Popper came to the conclusion that this Darwin whippersnapper might be on
to something after all in his 1978 (1978!!) lecture "Natural Selection and
the Emergence of Mind".

Better late than never I guess, but for most of his life Popper did not
approve of Evolution and his opposition did a lot of harm, to this day
Bible thumpers use Popper quotations in their legal briefs to try to get
creationism taught in the classroom.

The greatest philosophical discoveries of the 20th century were Relativity,
Quantum Mechanics, the Big Bang, the structure of DNA  and Godel's
Incompleteness Theorem, philosophers did not discover any of them. In fact
Ludwig Wittgenstein, often called the greatest philosopher of the 20th
century probably didn't even read Godel's 1931 paper until 1937, and when
he did comment on it in a article published after his death, he said
Godel's paper was just a bunch of tricks of a logical conjurer. He seemed
to think that prose could disprove a mathematical proof; even many of
Wittgenstein's fans are embarrassed by his last article.

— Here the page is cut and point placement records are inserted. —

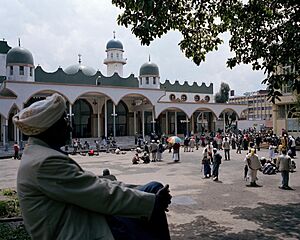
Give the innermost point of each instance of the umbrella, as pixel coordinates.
(174, 139)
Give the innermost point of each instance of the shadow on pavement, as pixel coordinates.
(274, 221)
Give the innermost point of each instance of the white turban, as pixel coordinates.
(41, 115)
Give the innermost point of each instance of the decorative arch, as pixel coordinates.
(43, 94)
(119, 121)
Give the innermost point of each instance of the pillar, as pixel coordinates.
(175, 123)
(98, 119)
(134, 123)
(105, 117)
(143, 124)
(167, 123)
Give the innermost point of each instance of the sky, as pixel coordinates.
(56, 31)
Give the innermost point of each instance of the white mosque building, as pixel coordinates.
(110, 104)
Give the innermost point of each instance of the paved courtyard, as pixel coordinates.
(202, 208)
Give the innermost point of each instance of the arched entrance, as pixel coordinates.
(81, 121)
(117, 121)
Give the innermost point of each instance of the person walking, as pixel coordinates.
(153, 149)
(16, 151)
(226, 147)
(176, 149)
(254, 165)
(206, 160)
(283, 164)
(217, 160)
(60, 200)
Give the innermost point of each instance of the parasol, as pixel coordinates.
(174, 139)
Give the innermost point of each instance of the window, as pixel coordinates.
(172, 97)
(197, 98)
(21, 70)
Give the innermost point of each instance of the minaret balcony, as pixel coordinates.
(110, 60)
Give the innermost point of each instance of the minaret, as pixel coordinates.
(114, 59)
(149, 75)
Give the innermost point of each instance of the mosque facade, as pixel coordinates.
(108, 104)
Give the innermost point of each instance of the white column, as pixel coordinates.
(143, 124)
(105, 117)
(98, 119)
(5, 135)
(167, 126)
(153, 120)
(134, 123)
(187, 125)
(70, 122)
(175, 123)
(224, 122)
(114, 119)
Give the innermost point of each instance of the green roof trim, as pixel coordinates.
(195, 88)
(2, 79)
(4, 48)
(59, 76)
(19, 55)
(116, 80)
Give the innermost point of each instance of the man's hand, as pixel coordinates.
(163, 198)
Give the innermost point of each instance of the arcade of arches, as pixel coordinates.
(124, 120)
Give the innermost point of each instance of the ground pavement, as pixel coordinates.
(202, 208)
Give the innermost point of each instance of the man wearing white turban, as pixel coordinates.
(59, 200)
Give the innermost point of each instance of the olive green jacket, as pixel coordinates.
(59, 200)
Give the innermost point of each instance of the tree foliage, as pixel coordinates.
(264, 33)
(223, 95)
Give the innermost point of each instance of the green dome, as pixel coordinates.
(112, 44)
(149, 68)
(19, 55)
(89, 71)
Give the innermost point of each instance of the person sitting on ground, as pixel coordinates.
(136, 159)
(254, 165)
(59, 200)
(106, 174)
(145, 158)
(118, 150)
(91, 152)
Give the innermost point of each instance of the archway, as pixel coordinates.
(81, 121)
(117, 122)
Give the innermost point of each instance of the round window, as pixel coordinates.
(172, 97)
(207, 98)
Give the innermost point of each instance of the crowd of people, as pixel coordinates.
(282, 153)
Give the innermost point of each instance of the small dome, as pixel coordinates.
(89, 71)
(149, 68)
(112, 44)
(19, 55)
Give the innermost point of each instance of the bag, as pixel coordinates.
(175, 156)
(204, 160)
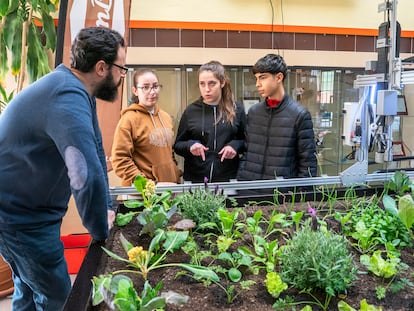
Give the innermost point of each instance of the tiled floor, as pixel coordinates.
(5, 303)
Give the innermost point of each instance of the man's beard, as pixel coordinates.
(108, 90)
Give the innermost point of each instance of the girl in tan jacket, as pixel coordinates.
(144, 135)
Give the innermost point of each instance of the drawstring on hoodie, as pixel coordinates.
(155, 135)
(215, 135)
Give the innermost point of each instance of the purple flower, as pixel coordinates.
(312, 211)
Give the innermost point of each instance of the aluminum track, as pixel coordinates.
(232, 186)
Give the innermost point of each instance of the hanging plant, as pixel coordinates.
(28, 34)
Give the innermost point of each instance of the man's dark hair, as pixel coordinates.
(271, 63)
(93, 44)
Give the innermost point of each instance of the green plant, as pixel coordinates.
(6, 98)
(364, 306)
(229, 288)
(145, 261)
(157, 208)
(274, 284)
(400, 183)
(23, 38)
(192, 249)
(118, 292)
(371, 226)
(317, 260)
(235, 260)
(405, 210)
(226, 230)
(387, 269)
(201, 205)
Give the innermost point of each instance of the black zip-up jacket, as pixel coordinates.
(199, 124)
(280, 142)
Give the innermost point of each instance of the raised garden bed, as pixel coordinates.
(366, 286)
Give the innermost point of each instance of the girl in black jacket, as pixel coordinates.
(211, 132)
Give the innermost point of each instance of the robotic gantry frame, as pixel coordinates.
(370, 120)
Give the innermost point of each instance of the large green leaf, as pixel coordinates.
(16, 49)
(3, 59)
(406, 210)
(4, 7)
(49, 30)
(37, 61)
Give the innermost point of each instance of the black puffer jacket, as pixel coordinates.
(198, 124)
(280, 142)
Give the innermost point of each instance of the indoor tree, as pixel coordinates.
(28, 36)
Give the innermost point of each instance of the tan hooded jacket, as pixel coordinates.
(143, 146)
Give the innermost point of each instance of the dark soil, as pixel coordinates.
(213, 298)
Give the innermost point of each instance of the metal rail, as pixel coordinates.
(232, 186)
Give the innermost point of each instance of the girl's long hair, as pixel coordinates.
(227, 105)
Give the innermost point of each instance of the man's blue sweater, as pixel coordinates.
(50, 147)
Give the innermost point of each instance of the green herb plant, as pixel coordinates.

And by the way, the greatest philosophical discoveries of the 19th century
were Electromagnetism, the Second Law of Thermodynamics and Darwin's Theory
of Evolution, and philosophers didn’t discover any of them either.

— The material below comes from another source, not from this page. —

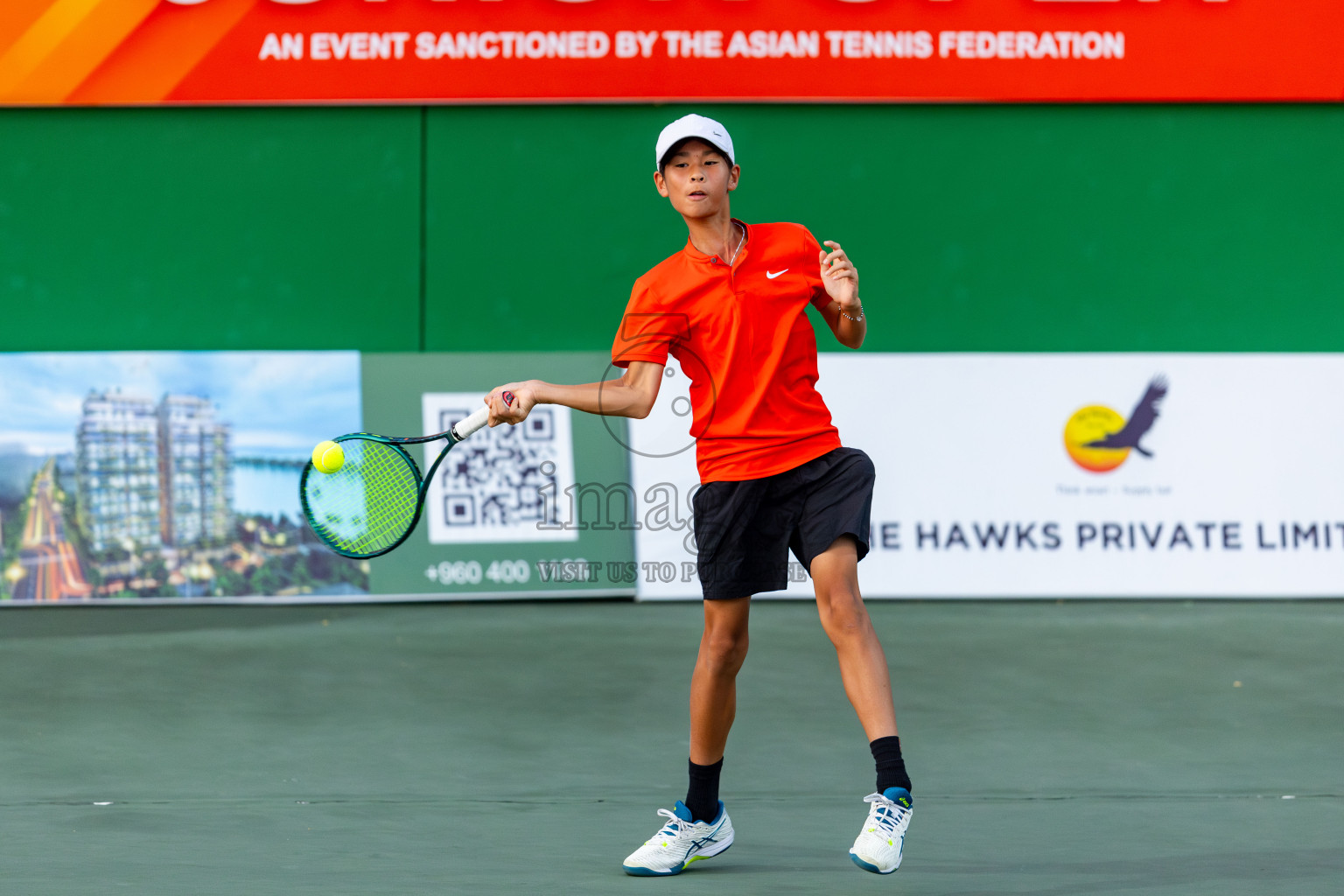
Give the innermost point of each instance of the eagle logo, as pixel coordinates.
(1100, 439)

 >  I think falsification, though definitely implicitly practiced before
> him became much more explicitly accepted after he championed the idea. I
> don't recall any scientist championing it before Popper, but I do know
> working scientists now who cite him.
>

Oh for heaven's sake! Do you imagine that before Popper's 1934 book no
great scientist knew that some theories are so bad they're not even wrong?
I would be very surprised if any of Poppers ideas advanced one scientists
work by 5 minutes. Popper was certainly not the first to know that
falsification was important, in fact Popper never actually used the
procedure he just talked about it. Like most philosophers he came up with
no original ideas, he just reported on what other people were doing and how
they did it. Popper was a reporter only his beat was not politicians or pop
stars but scientists.  The amount of respect he is given in certain
quarters and the amount of study they think he deserves strikes me as
utterly ridiculous.

 > to be the philosophy critic, you have to know the philosophy -- just
> like the movie critic who hasn't seen the movie isn't worth much for their
> criticism of it
>

One does not need to eat the entire egg to know it is bad.